Module Proxy & Checksum Database — Professional Level¶
Table of Contents¶
- Introduction
- The GOPROXY Protocol, Byte by Byte
- Resolution Algorithm and Fall-Forward Semantics
- The
h1:Hash Algorithm in Detail - The Checksum Database Protocol (
/sumdb/) - Merkle Tree, Tiles, and Signed Tree Heads
- Inclusion and Consistency Proof Verification
- The Module Cache as a Servable Proxy
- Building a Minimal Proxy
- Programmatic Access:
x/mod,go mod download -json - Hermetic and Air-Gapped Builds
- Performance Profile
- Edge Cases the Source Reveals
- Operational Playbook
- Summary
Introduction¶
The professional level treats the module proxy and checksum database not as services you configure but as protocols you can implement, verify, and operate. The proxy protocol is small enough to serve from a static file tree; the sumdb protocol is a tile-based Merkle transparency log you can verify offline given cached tree state. Misunderstanding either leads to opaque CI failures, broken air-gapped mirrors, or — worse — silently disabled integrity verification.
This file is for engineers who run private proxies, build module-aware tooling, operate hermetic build farms, or own the correctness of supply-chain integrity. After reading you will:
- Know the exact wire format of every proxy endpoint, including escaping.
- Reason about the resolution and fall-forward algorithm precisely.
- Compute and verify the
h1:hash yourself. - Understand the sumdb's tile-based log, STHs, and the two proof types.
- Serve the module cache as a proxy and build a minimal one.
- Operate fully hermetic, offline-verifiable builds.
The proxy is "just HTTP GETs returning files." The sumdb is "just a Merkle log." Knowing exactly where the complexity sits — in the hash construction and the proof verification, not in the transport — is the professional insight.
The GOPROXY Protocol, Byte by Byte¶
A proxy is an HTTP server rooted at some base URL $GOPROXY. For a module path M and version V, all requests are GETs:
GET $base/<esc(M)>/@v/list
GET $base/<esc(M)>/@v/<esc(V)>.info
GET $base/<esc(M)>/@v/<esc(V)>.mod
GET $base/<esc(M)>/@v/<esc(V)>.zip
GET $base/<esc(M)>/@latest
Escaping (esc)¶
Module paths and versions can contain uppercase ASCII letters, but the protocol must work on case-insensitive filesystems. The encoding: each uppercase letter X is replaced by !x (a bang followed by its lowercase form).
github.com/Masterminds/semver/v3 → github.com/!masterminds/semver/v3
gopkg.in/yaml.v2 → gopkg.in/yaml.v2 (no change)

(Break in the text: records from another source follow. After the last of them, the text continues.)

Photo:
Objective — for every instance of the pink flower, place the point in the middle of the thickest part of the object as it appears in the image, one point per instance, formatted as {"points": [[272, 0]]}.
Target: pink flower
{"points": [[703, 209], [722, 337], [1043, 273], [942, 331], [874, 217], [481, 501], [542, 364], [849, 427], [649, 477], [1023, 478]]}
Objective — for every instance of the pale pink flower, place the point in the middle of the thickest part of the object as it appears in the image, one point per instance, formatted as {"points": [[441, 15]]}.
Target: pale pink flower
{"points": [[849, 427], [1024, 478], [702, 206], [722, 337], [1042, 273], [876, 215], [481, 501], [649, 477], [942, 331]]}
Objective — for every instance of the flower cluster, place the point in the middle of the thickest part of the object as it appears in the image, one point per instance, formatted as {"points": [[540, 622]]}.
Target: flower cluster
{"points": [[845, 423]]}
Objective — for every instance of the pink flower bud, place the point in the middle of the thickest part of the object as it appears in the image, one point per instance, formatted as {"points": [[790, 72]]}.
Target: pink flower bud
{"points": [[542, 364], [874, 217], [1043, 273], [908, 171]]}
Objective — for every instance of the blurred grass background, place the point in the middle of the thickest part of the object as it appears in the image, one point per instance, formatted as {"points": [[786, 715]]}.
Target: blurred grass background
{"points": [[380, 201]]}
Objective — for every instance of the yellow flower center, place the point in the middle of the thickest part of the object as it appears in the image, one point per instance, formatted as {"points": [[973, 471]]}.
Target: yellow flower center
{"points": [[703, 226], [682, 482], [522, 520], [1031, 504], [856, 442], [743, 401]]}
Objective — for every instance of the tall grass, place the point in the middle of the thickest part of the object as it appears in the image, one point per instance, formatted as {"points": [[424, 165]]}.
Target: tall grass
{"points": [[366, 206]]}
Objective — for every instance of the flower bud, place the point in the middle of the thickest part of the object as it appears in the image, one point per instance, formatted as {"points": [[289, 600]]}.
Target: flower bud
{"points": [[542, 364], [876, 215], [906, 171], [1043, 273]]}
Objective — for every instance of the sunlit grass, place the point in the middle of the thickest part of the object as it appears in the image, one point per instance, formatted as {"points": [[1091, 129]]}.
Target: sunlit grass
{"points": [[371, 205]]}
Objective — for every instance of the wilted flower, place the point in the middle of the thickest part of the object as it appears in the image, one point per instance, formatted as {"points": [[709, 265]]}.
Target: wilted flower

The same escaping applies to versions, though versions rarely contain uppercase. This is module.EscapePath / module.EscapeVersion in golang.org/x/mod/module.
Response formats¶
| Endpoint | Body | Notes |
|---|---|---|
list | One version per line, \n-separated, tagged releases only. May be empty. Pseudo-versions and +incompatible excluded. | Order is unspecified; clients sort. |
.info | JSON object. Minimum: {"Version":"v1.6.0","Time":"2024-01-12T20:25:00Z"}. May include Origin metadata. | Used to resolve queries (@latest, @v1, commit hashes). |
.mod | The verbatim go.mod file for that version. For modules without a go.mod (legacy), a synthesized one. | Hashed into the /go.mod go.sum line. |
.zip | A zip with a canonical layout: every file under M@V/.... | Hashed into the h1: go.sum line (see below). |
@latest | JSON like .info, for the version Go picks when no version is given. | Optional; if absent, Go falls back to list. |
Status codes¶
- 200 — success.
- 404 / 410 — module or version not found. Triggers fall-forward to the next proxy on a comma list.
- Other (5xx, network, TLS) — error. On a comma list, aborts; on a pipe list, falls forward.
.zip layout requirement¶
The zip must contain exactly the files of the module, each prefixed with module@version/. There are constraints the toolchain enforces: no symlinks, no files outside the module prefix, case-folding collisions rejected, size limits. A proxy that serves a malformed zip will cause the client to reject the module. This canonical layout is what makes the h1: hash reproducible regardless of how the zip was produced.
Resolution Algorithm and Fall-Forward Semantics¶
When the toolchain must resolve M@query (where query may be an exact version, latest, a branch, a commit, or a range):
- Split
GOPROXYon,and|, preserving which separator preceded each entry. - For each entry in order:
- If the entry is
off: stop. Fail with "module lookup disabled." - If the entry is
direct: resolve via VCS (Git etc.). On VCS "not found," fall forward per the separator. - Otherwise (a URL): issue the protocol requests. To resolve a non-exact query, fetch
@latestand/orlist+.info. - On 404/410 from a URL entry: fall forward to the next entry regardless of separator.
- On any other error: if the next entry is preceded by
|, fall forward; if preceded by,(or it is the proxy-level default), abort the whole resolution with that error.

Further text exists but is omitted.